I'm trying to run kafka-connect-hdfs
using Oozie version: 4.2.0.2.6.5.0-292
via script file sample.sh
.
Yes I do know we can run the kafka-hdfs connector directly, but it should happen via oozie.
Kafka has a topic sample
and has some data in it.
Trying to push that data to hdfs via oozie.
I have referred a lot of resources before coming here but now luck.
ERROR
Launcher ERROR, reason: Main class [org.apache.oozie.action.hadoop.ShellMain], exit code [1]

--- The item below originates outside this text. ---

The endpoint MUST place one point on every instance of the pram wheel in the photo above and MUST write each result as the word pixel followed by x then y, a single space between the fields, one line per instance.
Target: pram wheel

2018-07-25 09:54:16,945 INFO ActionEndXCommand:520 - SERVER[nnuat.iot.com] USER[root] GROUP[-] TOKEN[] APP[sample] JOB[0000000-180725094930282-oozie-oozi-W] ACTION[0000000-180725094930282-oozie-oozi-W@shell1] ERROR is considered as FAILED for SLA
I have all the three files inside hdfs and gave permissions to all the files (sample.sh, job.properties, workflow.xml)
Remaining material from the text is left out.